When running the development server - which is what you get by running app.run()
, you get a single synchronous process, which means at most 1 request is being processed at a time.
By sticking Gunicorn in front of it in its default configuration and simply increasing the number of --workers
, what you get is essentially a number of processes (managed by Gunicorn) that each behave like the app.run()

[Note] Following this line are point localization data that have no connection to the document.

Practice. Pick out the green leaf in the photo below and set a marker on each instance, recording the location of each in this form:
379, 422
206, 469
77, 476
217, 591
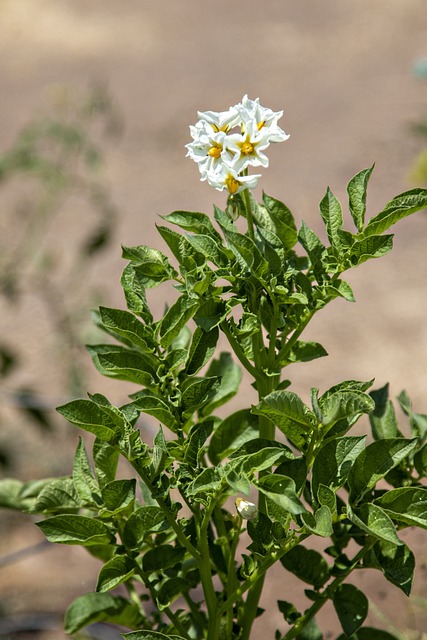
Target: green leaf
397, 564
201, 350
331, 212
176, 318
100, 607
230, 376
134, 289
210, 249
375, 522
407, 504
193, 221
74, 529
84, 481
351, 606
334, 461
306, 351
383, 418
370, 247
283, 221
400, 207
162, 557
118, 496
232, 432
197, 393
152, 266
356, 190
123, 364
281, 497
126, 325
59, 495
289, 413
320, 523
307, 564
369, 633
344, 405
105, 458
117, 570
150, 403
142, 522
313, 246
91, 417
149, 635
375, 462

development server. 4 workers == 4 concurrent requests. This is because Gunicorn uses its included sync
worker type by default.
It is important to note that Gunicorn also includes asynchronous workers, namely eventlet
and gevent
(and also tornado
, but that's best used with the Tornado framework, it seems). By specifying one of these async workers with the --worker-class
flag, what you get is Gunicorn managing a number of async processes, each of which managing its own concurrency. These processes don't use threads, but instead coroutines. Basically, within each process, still only 1 thing can be happening at a time (1 thread), but objects can be 'paused' when they are waiting on external processes to finish (think database queries or waiting on network I/O).
This means, if you're using one of Gunicorn's async workers, each worker can handle many more than a single request at a time. Just how many workers is best depends on the nature of your app, its environment, the hardware it runs on, etc. More details can be found on Gunicorn's design page and notes on how gevent works on its intro page.